Rest isn’t avoidance. It’s part of staying well. Giving yourself permission to step back, whether that’s taking a break from the news, spending time on something enjoyable, or simply slowing down for a while, helps your system recover.

You’re allowed to care about what’s happening in the world and still take care of yourself at the same time.

When anxiety starts to feel too much

Sometimes, anxiety can move beyond a background feeling and start to affect how you function day to day. You might notice that your sleep is consistently disrupted, that it’s hard to concentrate, or that a sense of fear or dread is sticking around more than usual. Physical symptoms, like headaches or fatigue, can also show up.

If that’s happening, it’s a sign that you might need more support. Reaching out to a mental health professional can give you space to talk things through and find ways to manage what you’re experiencing.

Supporting others while looking after yourself

You might also be supporting people around you who are feeling anxious, children, partners, friends, or family members.

In those moments, you don’t need to have perfect answers. Just being present, listening, and acknowledging their feelings can be enough.

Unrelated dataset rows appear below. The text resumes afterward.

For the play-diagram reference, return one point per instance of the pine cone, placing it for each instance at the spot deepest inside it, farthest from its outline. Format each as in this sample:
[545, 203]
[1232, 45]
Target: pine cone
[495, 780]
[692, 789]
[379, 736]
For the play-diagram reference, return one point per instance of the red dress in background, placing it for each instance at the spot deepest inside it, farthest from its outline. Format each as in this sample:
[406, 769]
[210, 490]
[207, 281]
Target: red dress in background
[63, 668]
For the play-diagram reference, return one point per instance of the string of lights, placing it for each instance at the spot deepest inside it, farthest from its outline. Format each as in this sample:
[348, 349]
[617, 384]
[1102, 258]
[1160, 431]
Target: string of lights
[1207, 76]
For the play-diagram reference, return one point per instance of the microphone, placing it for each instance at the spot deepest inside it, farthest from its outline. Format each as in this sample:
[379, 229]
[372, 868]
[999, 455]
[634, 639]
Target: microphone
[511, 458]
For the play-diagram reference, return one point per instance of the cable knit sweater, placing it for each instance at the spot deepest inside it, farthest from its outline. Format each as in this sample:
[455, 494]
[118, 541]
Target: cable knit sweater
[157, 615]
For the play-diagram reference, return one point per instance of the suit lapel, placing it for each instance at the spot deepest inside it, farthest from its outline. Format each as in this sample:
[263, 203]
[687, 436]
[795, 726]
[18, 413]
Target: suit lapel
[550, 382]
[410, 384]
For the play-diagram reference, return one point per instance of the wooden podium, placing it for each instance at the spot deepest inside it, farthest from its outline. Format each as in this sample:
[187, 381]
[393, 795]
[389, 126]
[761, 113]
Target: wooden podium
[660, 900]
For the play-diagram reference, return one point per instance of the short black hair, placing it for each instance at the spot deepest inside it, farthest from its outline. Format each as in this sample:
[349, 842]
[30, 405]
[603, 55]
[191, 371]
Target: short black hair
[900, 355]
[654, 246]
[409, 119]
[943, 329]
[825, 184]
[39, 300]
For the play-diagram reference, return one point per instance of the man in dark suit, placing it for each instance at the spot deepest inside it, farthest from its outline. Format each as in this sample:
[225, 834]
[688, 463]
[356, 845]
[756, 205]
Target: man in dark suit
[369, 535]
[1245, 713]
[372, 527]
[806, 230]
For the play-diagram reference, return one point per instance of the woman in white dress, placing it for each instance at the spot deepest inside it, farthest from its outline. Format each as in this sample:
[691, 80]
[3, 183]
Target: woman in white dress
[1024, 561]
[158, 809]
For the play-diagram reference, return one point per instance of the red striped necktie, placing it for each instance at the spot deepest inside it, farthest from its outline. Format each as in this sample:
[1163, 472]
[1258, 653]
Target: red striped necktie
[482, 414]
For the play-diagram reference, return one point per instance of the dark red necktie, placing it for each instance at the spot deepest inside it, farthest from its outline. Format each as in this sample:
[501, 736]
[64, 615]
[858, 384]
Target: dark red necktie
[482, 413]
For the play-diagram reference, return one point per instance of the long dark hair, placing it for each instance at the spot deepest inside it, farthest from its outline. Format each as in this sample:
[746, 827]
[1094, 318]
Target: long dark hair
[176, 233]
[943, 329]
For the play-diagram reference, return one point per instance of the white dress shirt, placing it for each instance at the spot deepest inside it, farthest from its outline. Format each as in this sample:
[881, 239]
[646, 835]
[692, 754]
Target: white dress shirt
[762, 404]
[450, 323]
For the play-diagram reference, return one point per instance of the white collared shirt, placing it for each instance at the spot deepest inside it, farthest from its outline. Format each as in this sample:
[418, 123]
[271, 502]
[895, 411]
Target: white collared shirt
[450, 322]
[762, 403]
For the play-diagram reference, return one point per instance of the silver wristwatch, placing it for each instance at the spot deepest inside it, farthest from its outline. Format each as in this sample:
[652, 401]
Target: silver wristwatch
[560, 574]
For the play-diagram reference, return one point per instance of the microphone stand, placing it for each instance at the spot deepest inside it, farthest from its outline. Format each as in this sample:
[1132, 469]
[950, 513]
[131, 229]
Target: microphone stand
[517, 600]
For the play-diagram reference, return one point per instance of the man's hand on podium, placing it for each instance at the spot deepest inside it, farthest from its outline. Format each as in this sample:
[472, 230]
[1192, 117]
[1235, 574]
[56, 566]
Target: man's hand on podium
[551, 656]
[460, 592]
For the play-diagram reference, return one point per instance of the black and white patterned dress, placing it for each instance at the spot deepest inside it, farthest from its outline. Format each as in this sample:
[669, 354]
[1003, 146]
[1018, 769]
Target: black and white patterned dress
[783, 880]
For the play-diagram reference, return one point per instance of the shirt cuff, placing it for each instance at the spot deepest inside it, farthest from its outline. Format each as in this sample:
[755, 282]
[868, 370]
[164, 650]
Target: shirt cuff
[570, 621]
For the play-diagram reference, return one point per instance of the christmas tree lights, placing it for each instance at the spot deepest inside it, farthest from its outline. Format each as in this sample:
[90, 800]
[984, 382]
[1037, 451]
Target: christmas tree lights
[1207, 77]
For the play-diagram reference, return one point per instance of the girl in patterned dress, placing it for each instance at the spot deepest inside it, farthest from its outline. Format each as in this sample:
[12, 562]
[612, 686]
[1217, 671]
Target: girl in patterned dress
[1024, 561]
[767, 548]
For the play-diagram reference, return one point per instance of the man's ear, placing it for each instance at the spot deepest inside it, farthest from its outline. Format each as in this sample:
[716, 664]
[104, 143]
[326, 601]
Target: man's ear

At the same time, it’s worth checking in with yourself. Supporting others is important, but it’s much harder to do if you’re running on empty.

Final thoughts

War anxiety can be hard to explain, especially when life around you keeps moving as if nothing has changed. But if you’ve been feeling unsettled, stretched, or caught in a loop of uncertainty or fear of the future, your experience is valid. This is what it can feel like when the world becomes less predictable.

You don’t need to fix everything or have a clear sense of what comes next. What matters is finding small ways to steady yourself, whether that’s limiting how much news you take in, grounding yourself in the present, or talking things through with someone you trust.

If it starts to feel like too much to carry on your own, speaking with a therapist can offer a calm, supportive space to make sense of what you’re feeling.